Seyyahların Gözünden İstanbul’da Ramazan

İstanbul, tarih boyunca seyahatnamelere en çok konu olan, seyyahların dikkatini en çok çeken şehirlerin başında gelir. İspanyol romancı Juan Goytisolo, bu çalışmaların XVI. yüzyıla kadar uzandığını ve dünya kültür tarihinde İstanbul seyahatnameleri hakkında başlı başına bir literatürün oluştuğunu söyler. Gezginlerin bu kadar hayran kaldıkları ve her bir köşesini, âdetlerini, gündelik hayatının en ince ayrıntılarını kaydettikleri şehrin Ramazan günleri ise onlar için apayrı bir yere sahiptir. Edmondo Amicis'ten Nerval ve Miss Julia Pardoe'ya kadar birçok Batılı seyyahın olduğu gibi İslam dünyasından bir gözlemci Reşit Rıza'nın da dikkatleri İstanbul Ramazanları üzerinedir.

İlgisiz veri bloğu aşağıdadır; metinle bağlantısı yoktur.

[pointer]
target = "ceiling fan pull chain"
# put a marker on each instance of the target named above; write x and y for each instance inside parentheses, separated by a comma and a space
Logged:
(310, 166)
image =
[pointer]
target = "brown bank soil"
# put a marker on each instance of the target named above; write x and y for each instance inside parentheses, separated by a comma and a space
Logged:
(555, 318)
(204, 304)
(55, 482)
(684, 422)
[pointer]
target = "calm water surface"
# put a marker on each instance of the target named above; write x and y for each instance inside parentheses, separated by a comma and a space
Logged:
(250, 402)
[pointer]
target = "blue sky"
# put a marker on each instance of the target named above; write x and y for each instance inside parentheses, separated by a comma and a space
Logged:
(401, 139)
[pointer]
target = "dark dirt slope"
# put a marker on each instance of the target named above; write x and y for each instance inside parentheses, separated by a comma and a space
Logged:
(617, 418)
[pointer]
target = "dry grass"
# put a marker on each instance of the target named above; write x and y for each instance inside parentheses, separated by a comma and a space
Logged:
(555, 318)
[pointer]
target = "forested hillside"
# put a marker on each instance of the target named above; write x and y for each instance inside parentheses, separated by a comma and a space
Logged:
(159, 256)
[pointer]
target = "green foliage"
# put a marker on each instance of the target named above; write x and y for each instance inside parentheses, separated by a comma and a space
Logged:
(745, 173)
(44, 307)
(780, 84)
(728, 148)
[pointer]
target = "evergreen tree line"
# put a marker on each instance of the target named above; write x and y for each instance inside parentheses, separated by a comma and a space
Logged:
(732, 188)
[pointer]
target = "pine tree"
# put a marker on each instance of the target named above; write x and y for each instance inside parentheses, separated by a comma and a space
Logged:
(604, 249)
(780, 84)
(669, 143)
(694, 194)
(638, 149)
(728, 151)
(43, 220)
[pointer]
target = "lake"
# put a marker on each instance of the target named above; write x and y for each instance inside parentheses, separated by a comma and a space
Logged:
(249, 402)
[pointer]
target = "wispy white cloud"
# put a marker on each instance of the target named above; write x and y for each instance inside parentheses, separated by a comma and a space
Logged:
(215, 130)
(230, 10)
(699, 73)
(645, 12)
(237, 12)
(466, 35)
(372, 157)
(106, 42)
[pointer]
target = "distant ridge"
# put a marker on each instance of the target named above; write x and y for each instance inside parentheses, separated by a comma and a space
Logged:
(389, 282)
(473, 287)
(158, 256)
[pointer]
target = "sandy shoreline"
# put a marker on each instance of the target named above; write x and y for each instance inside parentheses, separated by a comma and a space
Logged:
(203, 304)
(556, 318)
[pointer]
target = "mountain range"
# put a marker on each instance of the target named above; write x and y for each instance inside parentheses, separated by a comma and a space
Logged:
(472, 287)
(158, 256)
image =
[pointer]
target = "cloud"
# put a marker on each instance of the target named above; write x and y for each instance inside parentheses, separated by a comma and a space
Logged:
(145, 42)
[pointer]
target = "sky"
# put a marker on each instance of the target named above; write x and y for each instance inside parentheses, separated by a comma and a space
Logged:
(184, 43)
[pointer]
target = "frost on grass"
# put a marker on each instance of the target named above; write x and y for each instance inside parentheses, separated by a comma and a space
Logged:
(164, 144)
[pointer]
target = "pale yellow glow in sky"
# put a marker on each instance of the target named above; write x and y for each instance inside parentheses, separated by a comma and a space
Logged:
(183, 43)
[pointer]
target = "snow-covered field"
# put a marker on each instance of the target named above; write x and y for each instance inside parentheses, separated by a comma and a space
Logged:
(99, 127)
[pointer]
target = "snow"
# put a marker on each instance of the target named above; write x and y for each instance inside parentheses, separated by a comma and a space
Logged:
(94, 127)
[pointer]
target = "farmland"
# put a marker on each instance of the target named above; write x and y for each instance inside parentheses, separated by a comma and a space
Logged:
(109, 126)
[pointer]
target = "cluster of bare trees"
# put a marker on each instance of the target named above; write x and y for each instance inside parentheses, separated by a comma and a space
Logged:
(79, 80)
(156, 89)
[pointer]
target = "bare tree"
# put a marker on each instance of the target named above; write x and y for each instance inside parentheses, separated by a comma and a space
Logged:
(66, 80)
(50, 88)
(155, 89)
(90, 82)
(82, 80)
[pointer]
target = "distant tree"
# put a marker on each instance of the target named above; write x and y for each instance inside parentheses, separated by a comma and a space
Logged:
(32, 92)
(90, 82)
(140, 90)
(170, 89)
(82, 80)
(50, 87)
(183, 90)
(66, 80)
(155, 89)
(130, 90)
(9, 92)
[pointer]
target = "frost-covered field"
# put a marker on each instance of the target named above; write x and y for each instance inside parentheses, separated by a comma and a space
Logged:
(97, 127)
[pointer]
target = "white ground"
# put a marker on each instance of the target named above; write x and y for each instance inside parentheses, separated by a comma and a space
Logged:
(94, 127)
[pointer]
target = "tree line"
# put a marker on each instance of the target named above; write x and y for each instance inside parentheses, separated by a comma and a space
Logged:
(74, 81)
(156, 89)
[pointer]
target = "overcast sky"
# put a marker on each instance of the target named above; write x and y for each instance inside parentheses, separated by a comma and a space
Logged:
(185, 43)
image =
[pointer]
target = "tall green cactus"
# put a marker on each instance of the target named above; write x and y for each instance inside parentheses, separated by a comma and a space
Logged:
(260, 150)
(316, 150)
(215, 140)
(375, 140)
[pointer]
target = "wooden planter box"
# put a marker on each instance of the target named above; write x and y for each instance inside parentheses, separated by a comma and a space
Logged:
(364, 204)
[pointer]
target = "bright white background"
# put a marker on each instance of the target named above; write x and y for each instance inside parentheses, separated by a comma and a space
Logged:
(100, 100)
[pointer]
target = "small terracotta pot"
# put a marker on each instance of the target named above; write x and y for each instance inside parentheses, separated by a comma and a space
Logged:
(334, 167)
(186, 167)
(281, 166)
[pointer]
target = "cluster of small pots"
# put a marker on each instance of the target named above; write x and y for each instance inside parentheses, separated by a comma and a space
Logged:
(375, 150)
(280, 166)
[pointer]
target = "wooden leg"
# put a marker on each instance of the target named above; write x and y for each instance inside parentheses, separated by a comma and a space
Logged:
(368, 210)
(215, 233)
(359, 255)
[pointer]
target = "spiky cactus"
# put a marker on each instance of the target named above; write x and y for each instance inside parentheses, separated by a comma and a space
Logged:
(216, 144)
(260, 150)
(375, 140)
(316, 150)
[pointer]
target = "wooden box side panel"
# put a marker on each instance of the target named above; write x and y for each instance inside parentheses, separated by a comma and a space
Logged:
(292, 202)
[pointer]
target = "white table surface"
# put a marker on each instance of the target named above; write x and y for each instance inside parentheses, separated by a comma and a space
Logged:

İstanbul'da Ramazan Bir Başkadır

Reşit Rıza, "İstanbul'da Ramazanın başka hiçbir İslam beldesinde görmediğimiz, alışılmadık bir görünüşü vardır." diyor gezi notlarında. Ramazan İstanbul'da sadece şenlikleri ile farklı değildir. Dinî hayat da oldukça canlıdır. Reşit Rıza'nın aktardığına göre İstanbul'da cemaatle namaz kılmaya ve teravih namazını eda etmeye karşı diğer İslam ülkelerine göre daha fazla ilgi vardır. Namaza gösterilen itina ve camide geçirilen vakit de İstanbul'da daha fazladır.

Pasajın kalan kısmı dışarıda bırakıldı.